Data ingestion and transformation logs are in the same tool.

Option 1B: Ingesting Data from Cloud Storage with ADE (without Notify API)

This pattern is similar to Option 1A, but it does not rely on the Notify API. Agile Data Engine still orchestrates file load statements in the target database, but instead of referencing specific file paths, the statements use folder-level paths.

In this case, the target database handles the detection of new files within the specified location and loads only the ones that haven’t been processed. This simplifies orchestration logic but relies on the capabilities of the target system.

In practice, this pattern can be followed by implementing the load as type TRANSFORM_PERSIST instead of LOAD_FILE and adding the load statement (e.g. COPY INTO) as an OVERRIDE load step.

Note that his approach is supported only by certain databases that natively manage file tracking and deduplication, such as Databricks SQL and Snowflake.

Benefits of this approach include:

Minimal setup required, ideal for proof-of-concept (PoC) or early-stage development.
ADE still orchestrates the file loads, so logging and monitoring remain centralized.

Trade-offs:

Less control over which files are loaded; relies on the target system’s internal tracking.
Reload scenarios can be more complex.
Loading from paths with a large number of files may impact performance.

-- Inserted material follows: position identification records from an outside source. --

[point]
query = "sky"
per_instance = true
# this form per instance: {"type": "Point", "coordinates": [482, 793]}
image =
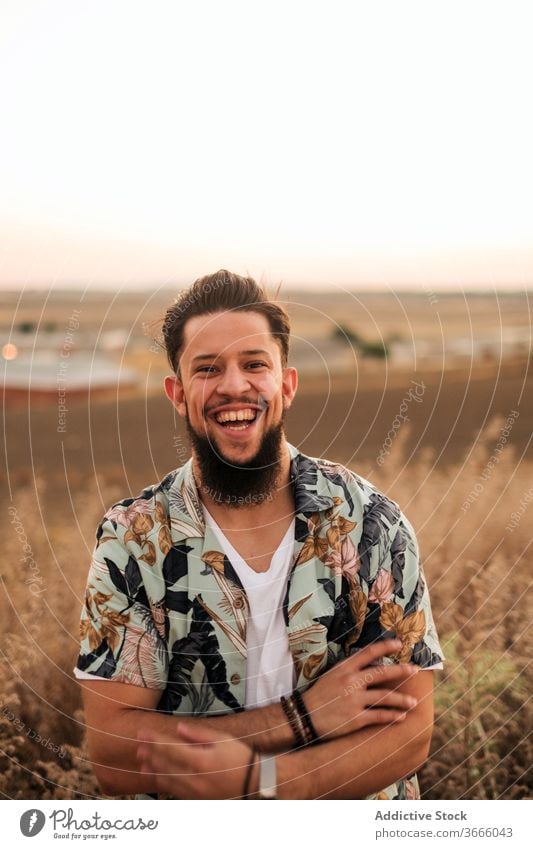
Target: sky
{"type": "Point", "coordinates": [379, 144]}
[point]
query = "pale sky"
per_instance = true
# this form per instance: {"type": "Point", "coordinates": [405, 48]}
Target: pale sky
{"type": "Point", "coordinates": [354, 143]}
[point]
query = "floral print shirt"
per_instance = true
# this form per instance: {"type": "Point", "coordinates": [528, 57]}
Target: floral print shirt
{"type": "Point", "coordinates": [165, 609]}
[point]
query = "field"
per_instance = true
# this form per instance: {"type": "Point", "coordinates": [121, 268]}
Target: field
{"type": "Point", "coordinates": [461, 467]}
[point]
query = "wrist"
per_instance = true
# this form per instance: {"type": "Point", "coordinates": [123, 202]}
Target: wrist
{"type": "Point", "coordinates": [295, 779]}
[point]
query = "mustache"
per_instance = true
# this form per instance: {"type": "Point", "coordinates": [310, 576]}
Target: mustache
{"type": "Point", "coordinates": [255, 402]}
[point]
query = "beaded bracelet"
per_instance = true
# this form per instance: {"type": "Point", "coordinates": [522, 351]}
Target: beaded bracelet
{"type": "Point", "coordinates": [309, 728]}
{"type": "Point", "coordinates": [294, 720]}
{"type": "Point", "coordinates": [249, 770]}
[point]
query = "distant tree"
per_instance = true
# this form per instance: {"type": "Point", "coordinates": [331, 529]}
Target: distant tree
{"type": "Point", "coordinates": [343, 333]}
{"type": "Point", "coordinates": [378, 349]}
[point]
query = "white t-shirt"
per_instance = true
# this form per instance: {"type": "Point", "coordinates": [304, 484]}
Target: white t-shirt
{"type": "Point", "coordinates": [270, 670]}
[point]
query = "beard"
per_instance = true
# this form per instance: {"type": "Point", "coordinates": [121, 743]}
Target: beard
{"type": "Point", "coordinates": [238, 484]}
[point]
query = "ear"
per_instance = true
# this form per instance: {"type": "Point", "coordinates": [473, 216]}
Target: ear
{"type": "Point", "coordinates": [175, 394]}
{"type": "Point", "coordinates": [289, 386]}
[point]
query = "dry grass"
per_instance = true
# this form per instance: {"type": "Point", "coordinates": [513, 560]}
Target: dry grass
{"type": "Point", "coordinates": [480, 580]}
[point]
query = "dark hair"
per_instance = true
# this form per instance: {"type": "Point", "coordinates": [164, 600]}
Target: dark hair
{"type": "Point", "coordinates": [215, 293]}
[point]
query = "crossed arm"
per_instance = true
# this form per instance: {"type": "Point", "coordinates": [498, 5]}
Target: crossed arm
{"type": "Point", "coordinates": [375, 721]}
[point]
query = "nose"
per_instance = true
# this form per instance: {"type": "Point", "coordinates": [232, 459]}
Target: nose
{"type": "Point", "coordinates": [233, 381]}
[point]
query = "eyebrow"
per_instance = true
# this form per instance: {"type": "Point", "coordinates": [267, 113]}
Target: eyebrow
{"type": "Point", "coordinates": [250, 353]}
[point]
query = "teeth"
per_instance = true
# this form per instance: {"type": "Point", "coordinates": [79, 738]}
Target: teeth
{"type": "Point", "coordinates": [236, 415]}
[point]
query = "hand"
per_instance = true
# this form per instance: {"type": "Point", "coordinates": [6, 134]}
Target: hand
{"type": "Point", "coordinates": [354, 693]}
{"type": "Point", "coordinates": [195, 763]}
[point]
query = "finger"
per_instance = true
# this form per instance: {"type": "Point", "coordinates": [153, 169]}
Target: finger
{"type": "Point", "coordinates": [390, 699]}
{"type": "Point", "coordinates": [384, 674]}
{"type": "Point", "coordinates": [374, 652]}
{"type": "Point", "coordinates": [200, 734]}
{"type": "Point", "coordinates": [382, 716]}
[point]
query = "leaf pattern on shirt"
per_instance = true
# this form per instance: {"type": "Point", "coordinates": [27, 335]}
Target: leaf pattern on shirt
{"type": "Point", "coordinates": [409, 629]}
{"type": "Point", "coordinates": [158, 604]}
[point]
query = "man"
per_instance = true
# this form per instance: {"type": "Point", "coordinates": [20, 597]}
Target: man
{"type": "Point", "coordinates": [275, 603]}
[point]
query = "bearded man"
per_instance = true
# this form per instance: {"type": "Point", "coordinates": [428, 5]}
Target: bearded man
{"type": "Point", "coordinates": [257, 623]}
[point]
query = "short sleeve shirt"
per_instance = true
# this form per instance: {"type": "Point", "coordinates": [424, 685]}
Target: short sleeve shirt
{"type": "Point", "coordinates": [165, 608]}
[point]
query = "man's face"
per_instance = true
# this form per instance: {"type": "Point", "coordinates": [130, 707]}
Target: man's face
{"type": "Point", "coordinates": [232, 387]}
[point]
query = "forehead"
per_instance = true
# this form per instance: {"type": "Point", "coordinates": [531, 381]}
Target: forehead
{"type": "Point", "coordinates": [226, 332]}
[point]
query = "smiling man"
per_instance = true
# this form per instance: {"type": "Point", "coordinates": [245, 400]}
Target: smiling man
{"type": "Point", "coordinates": [255, 624]}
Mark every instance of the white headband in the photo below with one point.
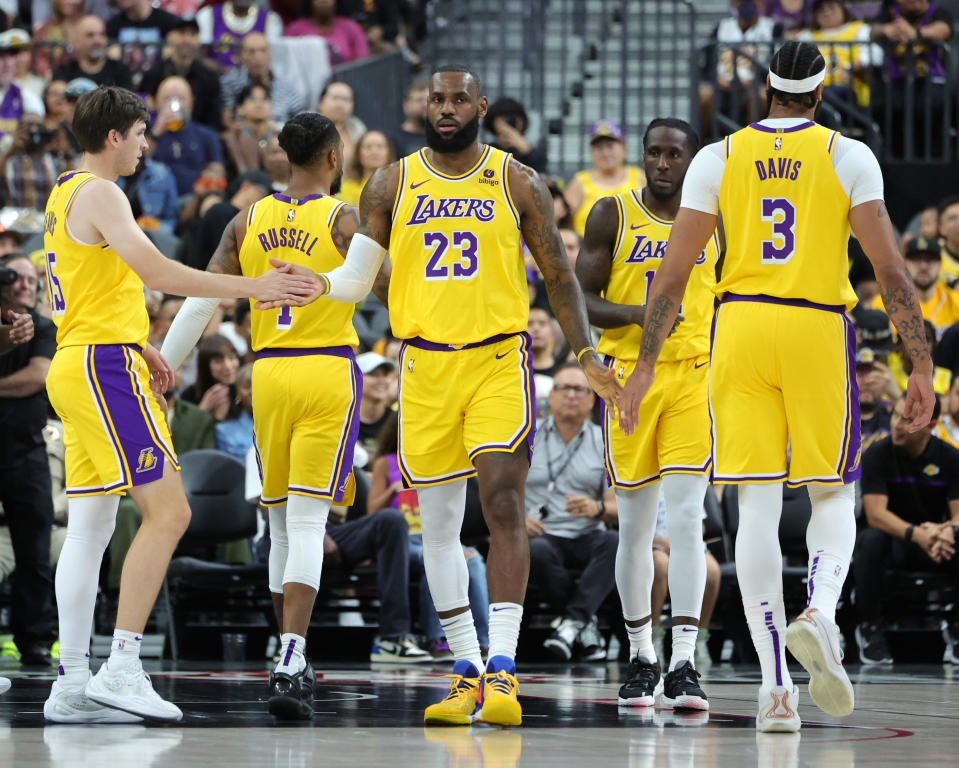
(796, 86)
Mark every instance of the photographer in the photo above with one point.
(24, 469)
(507, 121)
(29, 168)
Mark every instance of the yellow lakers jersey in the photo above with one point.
(458, 271)
(95, 296)
(786, 216)
(640, 247)
(635, 178)
(297, 231)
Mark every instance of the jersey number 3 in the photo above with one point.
(464, 269)
(781, 213)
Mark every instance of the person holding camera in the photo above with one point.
(568, 509)
(30, 169)
(25, 490)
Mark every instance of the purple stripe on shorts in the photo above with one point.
(342, 351)
(792, 129)
(420, 343)
(123, 409)
(764, 299)
(852, 437)
(771, 626)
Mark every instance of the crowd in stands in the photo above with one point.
(209, 79)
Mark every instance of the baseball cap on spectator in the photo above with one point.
(606, 129)
(923, 248)
(15, 40)
(875, 332)
(78, 87)
(370, 361)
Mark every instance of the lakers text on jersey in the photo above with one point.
(306, 384)
(674, 433)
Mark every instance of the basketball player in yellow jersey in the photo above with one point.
(452, 216)
(625, 242)
(782, 360)
(306, 384)
(99, 382)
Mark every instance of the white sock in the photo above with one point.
(89, 529)
(292, 654)
(684, 643)
(830, 539)
(125, 649)
(641, 642)
(766, 617)
(460, 633)
(504, 621)
(305, 528)
(637, 511)
(759, 571)
(74, 666)
(279, 547)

Option 2: Using an External Data Ingestion Tool

In this pattern, a dedicated data ingestion solution is used to load data into the target database. This could be a third-party ETL/ELT tool or a database-native ingestion feature such as Databricks Streaming Tables or Snowflake Snowpipe.

In this model, ADE focuses on downstream transformations, metadata management, and orchestration on top of the ingested data.

This approach is suitable when ingestion processes are already established or when leveraging real-time and continuous ingestion tools provided by the target platform.

See Data Ingestion with External Tools for further details. For examples with database-native ingestion features, see:

Staging with streaming tables in Databricks
Snowflake Snowpipe creation (dynamic tables solution example)

Benefits of this approach include:

You have the freedom to choose any ingestion tool that fits your architecture.
The ingestion process can be tightly integrated with the data extraction process.
Some ETL/ELT tools can automatically adapt staging schemas when source data structures change.
Database-native ingestion features may offer near real-time capabilities.

Trade-offs:

You must monitor and orchestrate ingestion separately from ADE.
There is no built-in synchronization between ingestion and ADE-managed transformations or deployments, which can complicate pipeline coordination.